During the last decade, N‑body simulations, including gas and rudimentary large scale star formation recipes have widely contributed to a better knowledge of the evolution of galaxies along the Hubble sequence. For instance, they proved the role of bars not only on morphological changes but also on star formation rates and spatial distribution of HII regions. However when one compares the results of these N-body simulations with real observations, the M/L ratio is implicitly assumed to be constant over the whole galaxy. This is in complete contradiction with color gradients and could introduce a bias when one uses ‘observational’ tools to determine fundamental parameters like the length of the bar in N-body simulations.

We have thus ‘calibrated’ some typical simulations of disc galaxies (Michel-Dansac & Wozniak 2004). Several luminosity‑weighted observable quantities (e.g. isophotal diameters) can be studied in parallel with dynamical ones (e.g. resonance locations). Coupling of our chemodynamical code (a much more simplified version than the current one) with stellar population synthesis and spectrophotometric evolutionary models (Bruzual & Charlot 1993) has **clarified the interplay between dynamics, star formation and observation limits**. For barred galaxies, we recently published a dedicated paper (Michel-Dansac & Wozniak 2006). We have applied several observational criteria to determine bar lengths and ellipticities to chemodynamical simulations and compared with the location of resonances or the value of bar strengths determined by gravitational forces. We have shown that the minimum of ellipticity located just outside the bulk of the bar is correlated with corotation whereas the location of the Ultra Harmonic Resonance can be approximated using the end of the position-angle plateau of bar isophotes. We have given evidence that the classification of slow/fast bars, based on **the ratio R = R _{CR}/R_{bar} could increase from 1 (fast bar) to 1.4 (slow bar) just by a change of method**. This has dramatic consequence on the debate about the shape and concentration of dark matter halos in barred galaxies.
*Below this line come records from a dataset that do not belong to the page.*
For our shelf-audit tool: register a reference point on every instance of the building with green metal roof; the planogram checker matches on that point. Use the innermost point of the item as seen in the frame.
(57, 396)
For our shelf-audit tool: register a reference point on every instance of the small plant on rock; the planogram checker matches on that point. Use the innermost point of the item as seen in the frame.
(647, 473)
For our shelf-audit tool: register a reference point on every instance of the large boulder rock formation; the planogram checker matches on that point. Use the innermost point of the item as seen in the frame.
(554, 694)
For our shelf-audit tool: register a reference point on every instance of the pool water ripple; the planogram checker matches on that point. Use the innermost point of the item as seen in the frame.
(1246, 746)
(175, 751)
Figure 2: sketch of the photometry calibration of our N‑body + gas + star formation simulations.

Figure 3: Example of a calibration of an N‑body + gas + star formation simulation. Top frames: mass density evolution and rest frame flux calibration. Two bottom frames: simulations of HST images for two different scenarios where the SFR maximum is located at resp. z=1 and 1.6. Cosmological effects (dimming, K‑correction etc.) are taken into account as well as instrumental ones (e.g. WFPC2 noise) (Michel‑Dansac & Wozniak 2001c).